Na minha seção favorita do livro de Holt, ele conversa com o romancista John Updike, cujo trabalho explorou nossa ânsia por realização espiritual e sexual. Updike orgulha-se de se manter a par das últimas ideias científicas, e um dos seus romances, Versão de Roger (Random House, 1986), apresenta personagens que debatem se a ciência pode deslocar a religião como uma fonte de respostas definitivas. Updike disse a Holt que ele duvidava que a ciência pudesse alguma vez produzir uma resposta satisfatória para A Pergunta. A ciência, disse Updike, “aspira, como a teologia costumava fazer, a explicar absolutamente tudo”. Mas como você pode cruzar este enorme abismo entre nada e algo?”
A teoria da inflação, Updike notou, que Linde e outros teóricos promoveram como uma teoria da criação cósmica, “parece uma espécie de apresentação sobre um sorriso e um engraxar de sapatos”. Updike, que morreu em 2009, um ano após Holt tê-lo entrevistado, brincou com a idéia de que, se existe um Deus, Ele criou o mundo a partir do tédio. Há trinta anos atrás, tive uma experiência, digamos assim, que me deixou refletindo sobre uma explicação teológica um pouco diferente da criação: Se existe um Deus, Ele criou este mundo de partir o coração porque sofria de uma crise de identidade cósmica, desencadeada pelo seu próprio confronto com A Questão.
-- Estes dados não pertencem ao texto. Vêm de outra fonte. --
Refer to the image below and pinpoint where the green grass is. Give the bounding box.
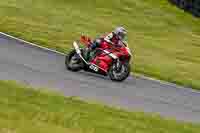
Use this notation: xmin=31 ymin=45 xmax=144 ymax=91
xmin=0 ymin=0 xmax=200 ymax=89
xmin=0 ymin=81 xmax=200 ymax=133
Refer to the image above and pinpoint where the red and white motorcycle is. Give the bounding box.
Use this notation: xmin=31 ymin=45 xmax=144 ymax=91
xmin=65 ymin=36 xmax=132 ymax=81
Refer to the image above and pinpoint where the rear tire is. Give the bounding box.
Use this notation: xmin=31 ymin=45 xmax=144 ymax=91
xmin=65 ymin=50 xmax=83 ymax=72
xmin=108 ymin=63 xmax=131 ymax=82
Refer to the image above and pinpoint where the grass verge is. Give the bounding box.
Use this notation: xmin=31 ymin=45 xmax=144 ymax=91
xmin=0 ymin=81 xmax=200 ymax=133
xmin=0 ymin=0 xmax=200 ymax=89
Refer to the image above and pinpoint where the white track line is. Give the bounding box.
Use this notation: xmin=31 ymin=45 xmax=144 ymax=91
xmin=0 ymin=32 xmax=200 ymax=94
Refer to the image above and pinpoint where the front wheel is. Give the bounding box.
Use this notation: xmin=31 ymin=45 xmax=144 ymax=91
xmin=108 ymin=63 xmax=131 ymax=82
xmin=65 ymin=50 xmax=83 ymax=72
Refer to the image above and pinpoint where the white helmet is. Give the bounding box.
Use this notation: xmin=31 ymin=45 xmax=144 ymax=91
xmin=113 ymin=27 xmax=127 ymax=40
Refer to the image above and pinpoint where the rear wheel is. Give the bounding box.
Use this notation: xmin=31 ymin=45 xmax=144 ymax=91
xmin=108 ymin=63 xmax=130 ymax=82
xmin=65 ymin=50 xmax=83 ymax=72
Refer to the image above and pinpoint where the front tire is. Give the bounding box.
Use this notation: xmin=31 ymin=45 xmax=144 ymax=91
xmin=65 ymin=50 xmax=83 ymax=72
xmin=108 ymin=63 xmax=131 ymax=82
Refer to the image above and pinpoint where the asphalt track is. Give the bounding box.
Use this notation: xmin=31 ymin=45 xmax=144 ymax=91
xmin=0 ymin=34 xmax=200 ymax=123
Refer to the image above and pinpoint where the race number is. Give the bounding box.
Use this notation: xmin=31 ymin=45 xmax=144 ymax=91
xmin=89 ymin=64 xmax=99 ymax=72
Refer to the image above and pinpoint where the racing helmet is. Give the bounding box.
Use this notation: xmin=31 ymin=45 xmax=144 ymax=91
xmin=113 ymin=27 xmax=127 ymax=40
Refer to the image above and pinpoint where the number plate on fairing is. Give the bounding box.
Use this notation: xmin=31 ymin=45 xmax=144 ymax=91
xmin=89 ymin=64 xmax=99 ymax=72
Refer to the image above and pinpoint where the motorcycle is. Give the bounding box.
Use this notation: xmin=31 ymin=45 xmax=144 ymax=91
xmin=65 ymin=36 xmax=132 ymax=81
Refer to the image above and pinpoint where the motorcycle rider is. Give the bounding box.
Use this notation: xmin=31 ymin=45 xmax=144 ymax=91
xmin=86 ymin=27 xmax=127 ymax=60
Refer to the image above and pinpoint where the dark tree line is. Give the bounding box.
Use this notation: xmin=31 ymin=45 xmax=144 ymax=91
xmin=169 ymin=0 xmax=200 ymax=17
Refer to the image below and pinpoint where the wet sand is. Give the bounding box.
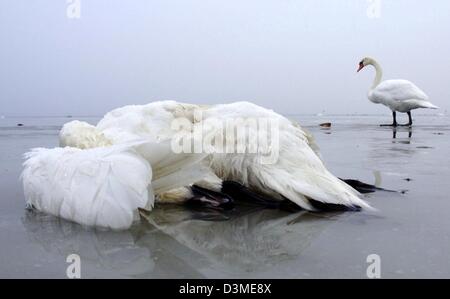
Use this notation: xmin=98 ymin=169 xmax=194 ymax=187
xmin=0 ymin=116 xmax=450 ymax=278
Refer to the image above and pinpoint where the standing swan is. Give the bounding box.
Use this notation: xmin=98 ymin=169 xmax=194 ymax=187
xmin=357 ymin=57 xmax=438 ymax=127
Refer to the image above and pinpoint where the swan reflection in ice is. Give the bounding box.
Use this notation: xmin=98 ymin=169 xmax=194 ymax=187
xmin=23 ymin=206 xmax=348 ymax=278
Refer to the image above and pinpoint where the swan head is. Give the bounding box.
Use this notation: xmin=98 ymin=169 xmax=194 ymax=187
xmin=59 ymin=120 xmax=112 ymax=149
xmin=356 ymin=57 xmax=375 ymax=72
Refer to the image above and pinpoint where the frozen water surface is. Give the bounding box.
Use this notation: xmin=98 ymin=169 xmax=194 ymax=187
xmin=0 ymin=116 xmax=450 ymax=278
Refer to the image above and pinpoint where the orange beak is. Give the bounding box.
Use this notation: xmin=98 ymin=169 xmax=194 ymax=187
xmin=356 ymin=63 xmax=364 ymax=73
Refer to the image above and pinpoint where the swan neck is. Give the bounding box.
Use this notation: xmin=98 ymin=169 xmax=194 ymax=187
xmin=372 ymin=61 xmax=383 ymax=89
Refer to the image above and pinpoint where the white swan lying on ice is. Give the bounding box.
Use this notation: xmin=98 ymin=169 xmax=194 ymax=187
xmin=23 ymin=101 xmax=370 ymax=228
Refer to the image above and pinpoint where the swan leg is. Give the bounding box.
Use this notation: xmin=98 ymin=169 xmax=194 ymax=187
xmin=401 ymin=111 xmax=412 ymax=127
xmin=339 ymin=178 xmax=395 ymax=194
xmin=222 ymin=181 xmax=281 ymax=209
xmin=380 ymin=111 xmax=398 ymax=127
xmin=186 ymin=185 xmax=234 ymax=210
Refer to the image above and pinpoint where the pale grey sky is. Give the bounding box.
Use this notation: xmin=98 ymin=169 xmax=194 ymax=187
xmin=0 ymin=0 xmax=450 ymax=115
Em outras palavras, Deus é tão mistificado quanto nós pela existência. Esta idéia, que divulguei em O Fim da Ciência (Addison Wesley, 1996) e Mística Racional (Houghton Mifflin, 2003), é totalmente louca, é claro, mas não mais do que a afirmação absurda de Krauss e outros cientistas de que eles resolveram o enigma da existência.
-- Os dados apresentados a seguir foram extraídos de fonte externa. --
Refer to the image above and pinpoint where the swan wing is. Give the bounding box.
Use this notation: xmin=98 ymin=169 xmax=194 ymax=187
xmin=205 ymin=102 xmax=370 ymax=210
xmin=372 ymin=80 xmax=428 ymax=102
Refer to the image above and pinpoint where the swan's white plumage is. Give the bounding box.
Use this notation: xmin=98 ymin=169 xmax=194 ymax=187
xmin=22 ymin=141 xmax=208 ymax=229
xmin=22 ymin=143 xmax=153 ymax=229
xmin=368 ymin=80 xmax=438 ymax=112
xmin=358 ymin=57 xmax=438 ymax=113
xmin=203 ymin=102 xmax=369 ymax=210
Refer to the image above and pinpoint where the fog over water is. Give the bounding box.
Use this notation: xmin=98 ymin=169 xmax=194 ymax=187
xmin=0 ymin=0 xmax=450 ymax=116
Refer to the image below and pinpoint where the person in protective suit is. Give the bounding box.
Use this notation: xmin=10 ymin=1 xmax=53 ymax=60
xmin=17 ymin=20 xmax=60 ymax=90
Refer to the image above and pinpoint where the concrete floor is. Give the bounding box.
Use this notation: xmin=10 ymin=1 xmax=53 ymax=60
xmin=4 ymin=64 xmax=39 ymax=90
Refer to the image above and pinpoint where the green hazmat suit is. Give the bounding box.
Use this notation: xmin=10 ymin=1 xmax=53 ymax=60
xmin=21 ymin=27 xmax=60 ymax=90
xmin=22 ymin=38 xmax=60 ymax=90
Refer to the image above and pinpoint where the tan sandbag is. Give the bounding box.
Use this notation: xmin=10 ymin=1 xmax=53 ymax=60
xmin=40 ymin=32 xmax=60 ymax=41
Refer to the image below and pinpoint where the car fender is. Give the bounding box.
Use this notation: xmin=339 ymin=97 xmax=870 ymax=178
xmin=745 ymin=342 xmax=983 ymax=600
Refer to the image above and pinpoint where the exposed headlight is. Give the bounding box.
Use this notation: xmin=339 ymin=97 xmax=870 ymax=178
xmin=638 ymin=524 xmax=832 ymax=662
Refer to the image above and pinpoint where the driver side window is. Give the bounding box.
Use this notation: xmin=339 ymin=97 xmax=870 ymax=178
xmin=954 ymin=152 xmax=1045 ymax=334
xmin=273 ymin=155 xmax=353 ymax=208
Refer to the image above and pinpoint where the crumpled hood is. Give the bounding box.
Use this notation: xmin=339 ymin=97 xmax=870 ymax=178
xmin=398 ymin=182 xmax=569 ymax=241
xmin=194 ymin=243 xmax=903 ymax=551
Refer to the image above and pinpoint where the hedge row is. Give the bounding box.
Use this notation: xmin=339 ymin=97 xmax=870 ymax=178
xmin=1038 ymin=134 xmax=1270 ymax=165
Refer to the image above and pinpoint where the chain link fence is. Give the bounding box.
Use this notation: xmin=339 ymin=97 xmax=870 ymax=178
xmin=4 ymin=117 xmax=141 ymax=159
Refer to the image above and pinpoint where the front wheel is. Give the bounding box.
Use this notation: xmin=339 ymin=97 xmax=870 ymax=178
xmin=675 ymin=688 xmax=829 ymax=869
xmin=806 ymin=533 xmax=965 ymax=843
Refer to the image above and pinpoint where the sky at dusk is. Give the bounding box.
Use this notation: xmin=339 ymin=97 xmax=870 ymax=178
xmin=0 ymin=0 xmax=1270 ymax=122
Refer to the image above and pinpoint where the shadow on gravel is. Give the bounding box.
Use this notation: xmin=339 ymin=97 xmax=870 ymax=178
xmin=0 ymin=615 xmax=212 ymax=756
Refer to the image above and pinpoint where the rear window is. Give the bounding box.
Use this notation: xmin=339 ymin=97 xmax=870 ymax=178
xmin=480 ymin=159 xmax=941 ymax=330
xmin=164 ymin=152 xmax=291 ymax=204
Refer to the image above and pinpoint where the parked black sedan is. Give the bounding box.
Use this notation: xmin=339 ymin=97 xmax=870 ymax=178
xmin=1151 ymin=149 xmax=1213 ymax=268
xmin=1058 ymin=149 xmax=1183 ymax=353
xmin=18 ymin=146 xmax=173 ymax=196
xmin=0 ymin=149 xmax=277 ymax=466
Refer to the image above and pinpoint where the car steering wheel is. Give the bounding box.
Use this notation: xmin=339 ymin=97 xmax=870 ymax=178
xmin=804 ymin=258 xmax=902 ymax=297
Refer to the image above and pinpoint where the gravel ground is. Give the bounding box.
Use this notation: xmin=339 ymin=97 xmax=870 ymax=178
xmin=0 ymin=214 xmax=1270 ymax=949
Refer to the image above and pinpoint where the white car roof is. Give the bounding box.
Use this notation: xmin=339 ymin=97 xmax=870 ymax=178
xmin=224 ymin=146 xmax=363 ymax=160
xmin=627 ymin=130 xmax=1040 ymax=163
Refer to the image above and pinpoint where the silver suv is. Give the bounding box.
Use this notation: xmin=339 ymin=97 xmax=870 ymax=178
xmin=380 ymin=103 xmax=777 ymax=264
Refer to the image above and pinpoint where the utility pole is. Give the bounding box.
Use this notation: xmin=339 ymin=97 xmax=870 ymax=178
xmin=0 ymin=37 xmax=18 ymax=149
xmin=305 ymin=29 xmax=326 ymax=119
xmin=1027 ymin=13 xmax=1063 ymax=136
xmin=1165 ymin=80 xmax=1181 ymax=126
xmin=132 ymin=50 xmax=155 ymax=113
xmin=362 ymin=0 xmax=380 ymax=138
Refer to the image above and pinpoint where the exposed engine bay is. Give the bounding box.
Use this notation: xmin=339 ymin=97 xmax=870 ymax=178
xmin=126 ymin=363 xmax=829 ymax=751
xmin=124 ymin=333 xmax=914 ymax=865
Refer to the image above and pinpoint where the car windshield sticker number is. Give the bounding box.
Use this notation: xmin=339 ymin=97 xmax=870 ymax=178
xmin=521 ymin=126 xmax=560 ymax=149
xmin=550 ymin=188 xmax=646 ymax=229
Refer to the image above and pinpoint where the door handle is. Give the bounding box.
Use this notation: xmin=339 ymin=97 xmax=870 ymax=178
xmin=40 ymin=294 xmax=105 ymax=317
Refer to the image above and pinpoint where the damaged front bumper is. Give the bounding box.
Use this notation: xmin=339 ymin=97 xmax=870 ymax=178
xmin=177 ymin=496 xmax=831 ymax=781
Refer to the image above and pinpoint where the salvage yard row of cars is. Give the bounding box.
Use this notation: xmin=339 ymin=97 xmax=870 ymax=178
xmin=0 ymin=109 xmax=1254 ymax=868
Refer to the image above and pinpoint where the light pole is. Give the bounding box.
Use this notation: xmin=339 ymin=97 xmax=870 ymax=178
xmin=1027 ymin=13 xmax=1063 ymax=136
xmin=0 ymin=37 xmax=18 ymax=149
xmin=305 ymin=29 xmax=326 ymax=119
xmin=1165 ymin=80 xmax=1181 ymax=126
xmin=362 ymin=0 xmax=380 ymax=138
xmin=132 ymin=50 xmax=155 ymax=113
A ciência nos falou tanto sobre o nosso mundo! Agora entendemos, mais ou menos, de que realidade é feita e de que forças empurram e puxam as coisas da existência para dentro e para fora. Os cientistas também construíram uma narrativa plausível, empiricamente fundada, da história do cosmos e da vida na Terra. Mas quando os cientistas insistem que resolveram, ou resolverão em breve, todos os mistérios, incluindo o maior mistério de todos, prestam um mau serviço à ciência; tornam-se o espelho das imagens dos fundamentalistas religiosos que desprezam. Comte estava errado sobre como a ciência é limitada, mas não que ela seja limitada.